O Ministério da Justiça e Segurança Pública, liderado pelo ministro Ricardo Lewandowski, expressou apoio à recriação da Comissão Especial sobre Mortos e Desaparecidos Políticos, anteriormente extinta em 2022 pelo ex-presidente Jair Bolsonaro (PL).

A reinstalação da comissão, defendida pelo ministro dos Direitos Humanos e da Cidadania, Silvio Almeida, enfrenta obstáculos no governo do presidente Luiz Inácio Lula da Silva (PT).

Em um ofício protocolado no último dia útil pelo ministro substituto Manoel Carlos de Almeida Neto, o Ministério ratifica o parecer elaborado pelo ex-ministro da Justiça Flávio Dino, atualmente ministro do Supremo Tribunal Federal (STF).

Em março do ano anterior, Dino manifestou apoio à reinstalação da comissão, após Silvio Almeida encaminhar uma minuta de decreto que estabelece "as medidas administrativas e jurídicas para o restabelecimento" do colegiado.

Projeto

O projeto de reinstalação da comissão encontra-se estagnado na Casa Civil. O chefe da pasta, Rui Costa, argumentou que seria indispensável uma posição de Lewandowski para dar continuidade à proposta. De acordo com o ministro, o parecer anterior de Dino não teria mais validade.

"Aguardar o pronunciamento do novo titular do Ministério da Justiça e Segurança Pública (Ricardo Lewandowski) acerca da concordância com o conteúdo proposto", foi a resposta da Casa Civil ao Estadão em 19 de março.

O Ministério dos Direitos Humanos só foi notificado no mês passado sobre a necessidade de um parecer de Lewandowski. Um funcionário com acesso às áreas deliberativas da pasta da Justiça informou que a atual gestão não tinha conhecimento da necessidade de uma nova manifestação sobre o tema.

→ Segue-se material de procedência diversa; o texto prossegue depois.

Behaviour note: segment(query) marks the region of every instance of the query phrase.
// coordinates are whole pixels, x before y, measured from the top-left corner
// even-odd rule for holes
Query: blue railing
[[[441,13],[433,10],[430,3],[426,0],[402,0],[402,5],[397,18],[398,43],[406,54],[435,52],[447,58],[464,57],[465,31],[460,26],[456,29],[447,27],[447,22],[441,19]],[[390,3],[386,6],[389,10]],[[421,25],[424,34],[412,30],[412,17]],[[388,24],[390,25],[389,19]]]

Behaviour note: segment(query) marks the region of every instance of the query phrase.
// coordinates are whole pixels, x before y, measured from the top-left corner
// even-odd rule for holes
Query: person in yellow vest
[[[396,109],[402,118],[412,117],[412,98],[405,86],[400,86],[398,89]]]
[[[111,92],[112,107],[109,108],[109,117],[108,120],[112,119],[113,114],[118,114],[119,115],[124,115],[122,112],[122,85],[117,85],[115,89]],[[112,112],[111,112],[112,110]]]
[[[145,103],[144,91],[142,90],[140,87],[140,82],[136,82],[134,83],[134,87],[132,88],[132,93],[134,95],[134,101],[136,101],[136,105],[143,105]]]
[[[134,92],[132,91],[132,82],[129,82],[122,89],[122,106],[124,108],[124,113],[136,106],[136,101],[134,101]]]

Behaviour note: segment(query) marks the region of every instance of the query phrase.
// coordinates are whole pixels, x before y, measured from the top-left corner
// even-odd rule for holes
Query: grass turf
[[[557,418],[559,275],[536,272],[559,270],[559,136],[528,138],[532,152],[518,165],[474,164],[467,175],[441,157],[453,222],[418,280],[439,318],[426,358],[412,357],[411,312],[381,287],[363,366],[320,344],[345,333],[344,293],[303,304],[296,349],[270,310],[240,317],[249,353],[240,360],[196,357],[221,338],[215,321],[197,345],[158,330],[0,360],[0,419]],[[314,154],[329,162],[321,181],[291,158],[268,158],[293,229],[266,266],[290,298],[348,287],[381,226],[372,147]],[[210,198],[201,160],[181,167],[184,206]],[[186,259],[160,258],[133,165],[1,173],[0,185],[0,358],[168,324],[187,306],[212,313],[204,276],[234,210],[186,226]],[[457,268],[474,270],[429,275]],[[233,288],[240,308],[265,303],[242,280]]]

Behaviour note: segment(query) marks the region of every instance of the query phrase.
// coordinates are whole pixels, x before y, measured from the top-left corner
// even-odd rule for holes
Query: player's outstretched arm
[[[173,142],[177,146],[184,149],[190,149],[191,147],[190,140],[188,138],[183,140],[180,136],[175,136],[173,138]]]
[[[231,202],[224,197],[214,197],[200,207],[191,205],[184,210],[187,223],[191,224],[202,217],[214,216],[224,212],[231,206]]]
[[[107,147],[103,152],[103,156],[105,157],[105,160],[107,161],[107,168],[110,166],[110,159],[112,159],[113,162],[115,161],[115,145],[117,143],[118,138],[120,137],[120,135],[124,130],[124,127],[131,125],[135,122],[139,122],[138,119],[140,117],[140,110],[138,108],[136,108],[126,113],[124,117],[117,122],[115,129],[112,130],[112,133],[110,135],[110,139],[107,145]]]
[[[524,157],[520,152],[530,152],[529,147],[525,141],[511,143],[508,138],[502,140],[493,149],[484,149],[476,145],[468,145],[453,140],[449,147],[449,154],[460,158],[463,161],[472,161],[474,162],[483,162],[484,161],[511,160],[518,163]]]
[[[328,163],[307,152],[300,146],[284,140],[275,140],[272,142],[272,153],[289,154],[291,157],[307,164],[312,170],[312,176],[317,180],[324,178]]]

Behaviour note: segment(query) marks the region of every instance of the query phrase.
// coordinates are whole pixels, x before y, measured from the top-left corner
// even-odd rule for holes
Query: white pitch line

Ontem, a Casa Civil declarou que ainda “não recebeu formalmente o citado parecer”.

Histórico

A Comissão Especial sobre Mortos e Desaparecidos Políticos foi instituída em 1995 pelo ex-presidente Fernando Henrique Cardoso (PSDB), com o intuito de reconhecer indivíduos falecidos ou desaparecidos durante o regime militar (1964-1985) e deliberar sobre solicitações de indenização de familiares.

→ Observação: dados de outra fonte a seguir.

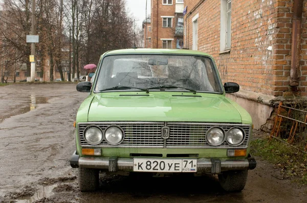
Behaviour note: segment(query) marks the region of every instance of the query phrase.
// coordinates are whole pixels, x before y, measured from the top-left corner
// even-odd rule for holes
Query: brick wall
[[[306,91],[307,85],[306,2],[303,8],[299,87],[302,91]],[[287,95],[293,1],[233,0],[231,48],[224,54],[220,54],[221,0],[186,0],[187,5],[185,44],[192,49],[192,18],[198,13],[198,50],[214,57],[223,82],[237,82],[244,90],[270,95]]]
[[[148,26],[151,26],[151,23],[145,23],[145,26],[143,28],[143,31],[144,34],[144,48],[150,48],[151,47],[151,43],[149,42],[149,38],[151,37],[151,33],[149,32]],[[147,35],[146,33],[147,32]]]
[[[162,41],[160,39],[173,39],[172,47],[176,48],[175,19],[172,19],[173,28],[162,28],[161,17],[175,16],[176,0],[173,0],[172,5],[163,5],[162,2],[162,0],[151,0],[151,48],[162,47]]]

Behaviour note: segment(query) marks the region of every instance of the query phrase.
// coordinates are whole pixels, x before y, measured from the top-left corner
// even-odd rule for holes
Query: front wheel
[[[245,187],[247,173],[247,170],[225,172],[218,175],[218,182],[228,192],[239,192]]]
[[[78,179],[81,192],[96,190],[99,186],[99,171],[93,168],[79,168]]]

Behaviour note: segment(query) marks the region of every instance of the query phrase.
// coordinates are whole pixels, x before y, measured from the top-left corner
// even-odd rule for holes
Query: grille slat
[[[120,126],[125,132],[124,141],[116,147],[165,147],[166,148],[246,148],[250,137],[249,125],[223,123],[177,123],[177,122],[110,122],[82,123],[78,124],[80,144],[82,146],[92,146],[85,140],[83,132],[89,125],[96,125],[104,131],[111,125]],[[170,128],[169,138],[166,141],[161,138],[161,129],[166,125]],[[208,130],[214,126],[222,128],[225,132],[233,127],[238,127],[245,133],[244,141],[239,146],[233,146],[225,141],[221,145],[212,147],[206,140]],[[114,147],[103,140],[98,147]]]

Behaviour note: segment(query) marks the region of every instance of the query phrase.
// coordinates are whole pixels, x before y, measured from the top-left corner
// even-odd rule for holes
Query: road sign
[[[27,35],[27,43],[38,43],[38,35]]]
[[[34,55],[30,55],[30,62],[34,62]]]

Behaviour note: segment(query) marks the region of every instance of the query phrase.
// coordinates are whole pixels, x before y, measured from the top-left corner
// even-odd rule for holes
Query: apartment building
[[[229,96],[255,128],[272,128],[276,101],[307,96],[306,0],[185,0],[184,47],[213,56]]]
[[[150,18],[143,21],[143,33],[144,33],[144,48],[151,47],[151,23]]]
[[[184,0],[151,0],[152,48],[182,48]]]

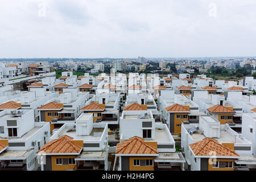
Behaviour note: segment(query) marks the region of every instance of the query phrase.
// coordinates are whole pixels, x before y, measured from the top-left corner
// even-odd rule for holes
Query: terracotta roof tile
[[[254,113],[256,113],[256,107],[255,107],[255,108],[254,108],[254,109],[251,109],[251,110],[252,111],[254,112]]]
[[[0,109],[18,109],[20,107],[19,103],[11,101],[0,105]]]
[[[166,89],[166,86],[156,85],[153,87],[153,89]]]
[[[1,142],[1,140],[0,140],[0,151],[5,149],[5,147],[7,147],[8,146],[2,143]]]
[[[217,90],[217,87],[216,86],[207,86],[204,88],[202,88],[202,89],[203,89],[204,90]]]
[[[38,109],[56,109],[60,110],[63,108],[63,107],[60,104],[58,104],[56,102],[51,102],[47,104],[46,104],[41,107],[38,108]]]
[[[115,85],[109,84],[108,85],[104,86],[104,88],[117,88],[117,85]]]
[[[119,143],[115,150],[117,154],[158,154],[156,148],[144,142],[144,139],[134,136]]]
[[[242,90],[243,88],[242,87],[237,87],[237,86],[232,86],[230,88],[229,88],[228,90]]]
[[[69,77],[69,76],[64,75],[64,76],[62,76],[60,77],[59,77],[59,79],[65,79],[67,77]]]
[[[79,76],[78,77],[77,77],[77,80],[81,80],[81,79],[82,79],[82,78],[86,78],[86,76]]]
[[[207,109],[207,110],[211,113],[236,113],[236,111],[221,105],[216,105]]]
[[[57,84],[57,85],[53,86],[53,87],[55,87],[55,88],[67,88],[67,87],[68,87],[68,84],[60,83],[59,84]]]
[[[79,154],[82,147],[72,142],[73,138],[64,135],[47,143],[37,154]]]
[[[203,140],[189,145],[195,155],[210,156],[212,151],[216,156],[239,156],[235,151],[218,143],[218,141],[210,138],[206,138]]]
[[[187,86],[185,85],[182,85],[177,88],[179,90],[191,90],[191,86]]]
[[[89,85],[87,84],[84,84],[79,86],[79,88],[92,88],[92,85]]]
[[[81,108],[81,110],[105,110],[105,107],[101,106],[97,102],[92,102],[90,104],[88,104],[86,106],[84,106],[82,108]]]
[[[39,65],[36,64],[30,64],[30,65],[27,65],[28,67],[39,67]]]
[[[124,110],[146,110],[147,109],[142,107],[140,104],[134,102],[123,108]]]
[[[42,87],[43,84],[40,83],[33,83],[28,86],[27,87]]]
[[[141,85],[133,85],[128,87],[128,89],[141,89]]]
[[[178,104],[175,104],[166,107],[166,110],[168,112],[190,112],[190,110],[187,109]]]

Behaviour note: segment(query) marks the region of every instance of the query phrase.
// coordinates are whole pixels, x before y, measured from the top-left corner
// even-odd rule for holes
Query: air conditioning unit
[[[36,141],[32,142],[32,146],[35,146],[36,144]]]

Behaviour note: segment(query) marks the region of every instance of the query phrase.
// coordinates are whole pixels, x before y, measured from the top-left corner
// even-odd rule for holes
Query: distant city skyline
[[[255,57],[256,1],[0,0],[0,58]]]

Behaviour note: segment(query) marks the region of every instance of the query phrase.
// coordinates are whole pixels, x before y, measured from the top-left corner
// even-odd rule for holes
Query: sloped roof
[[[254,109],[251,109],[251,110],[252,111],[254,112],[254,113],[256,113],[256,107],[255,107],[255,108],[254,108]]]
[[[142,107],[140,104],[134,102],[123,108],[124,110],[146,110],[147,109]]]
[[[64,75],[64,76],[62,76],[60,77],[59,77],[59,79],[65,79],[67,77],[69,77],[69,76]]]
[[[104,86],[104,88],[115,88],[116,87],[117,87],[117,85],[111,85],[111,84],[109,84],[106,86]]]
[[[42,87],[42,86],[43,86],[43,84],[40,83],[33,83],[27,86],[27,87]]]
[[[28,67],[39,67],[39,65],[36,64],[30,64],[30,65],[27,65]]]
[[[63,83],[60,83],[59,84],[54,85],[53,87],[55,87],[55,88],[66,88],[66,87],[68,87],[68,84],[64,84]]]
[[[82,85],[79,86],[79,88],[92,88],[92,85],[84,84],[82,84]]]
[[[144,142],[144,139],[134,136],[117,145],[116,154],[158,154],[156,148]]]
[[[189,146],[195,155],[210,156],[213,151],[216,156],[239,156],[234,150],[222,146],[210,138],[206,138],[201,141],[191,144]]]
[[[166,110],[168,112],[190,112],[190,110],[187,109],[178,104],[175,104],[166,107]]]
[[[61,109],[63,108],[62,106],[60,105],[59,105],[56,102],[51,102],[47,104],[46,104],[41,107],[39,107],[38,108],[38,109],[56,109],[56,110],[60,110]]]
[[[105,107],[101,106],[97,102],[92,102],[90,104],[88,104],[86,106],[84,106],[80,110],[104,110]]]
[[[141,89],[141,85],[133,85],[128,87],[129,89]]]
[[[166,86],[160,86],[159,85],[153,88],[153,89],[166,89]]]
[[[202,88],[204,90],[217,90],[216,86],[207,86],[205,87]]]
[[[20,105],[13,101],[0,105],[0,109],[17,109],[19,107],[20,107]]]
[[[191,90],[191,86],[182,85],[177,88],[179,90]]]
[[[37,154],[79,154],[82,146],[72,141],[73,138],[64,135],[52,141],[47,143]]]
[[[228,90],[242,90],[243,88],[242,87],[237,87],[237,86],[232,86],[230,88],[229,88]]]
[[[211,113],[236,113],[236,111],[218,104],[210,107],[207,110]]]

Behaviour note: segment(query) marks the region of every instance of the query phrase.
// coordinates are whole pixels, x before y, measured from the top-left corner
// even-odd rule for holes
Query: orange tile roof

O colegiado foi dissolvido no final do mandato de Bolsonaro, a apenas 15 dias de sua saída do Palácio do Planalto.

Com a posse de Lula na Presidência, Silvio Almeida anunciou que a reinstalação do colegiado era uma das principais prioridades de sua gestão.

Contudo, a proposta elaborada pelo ministro dos Direitos Humanos enfrentou obstáculos e os ministros do governo petista se atribuem mutuamente a responsabilidade pela ausência do órgão.

A comissão é motivo de preocupação na administração petista, que tem buscado uma política de conciliação com as Forças Armadas. Um exemplo dessa estratégia foi a instrução de Lula para cancelar todos os eventos relacionados ao aniversário de 60 anos do golpe militar, no mês anterior.

A pasta de Silvio Almeida teve que desfazer os preparativos de um evento planejado para o Museu Nacional da República.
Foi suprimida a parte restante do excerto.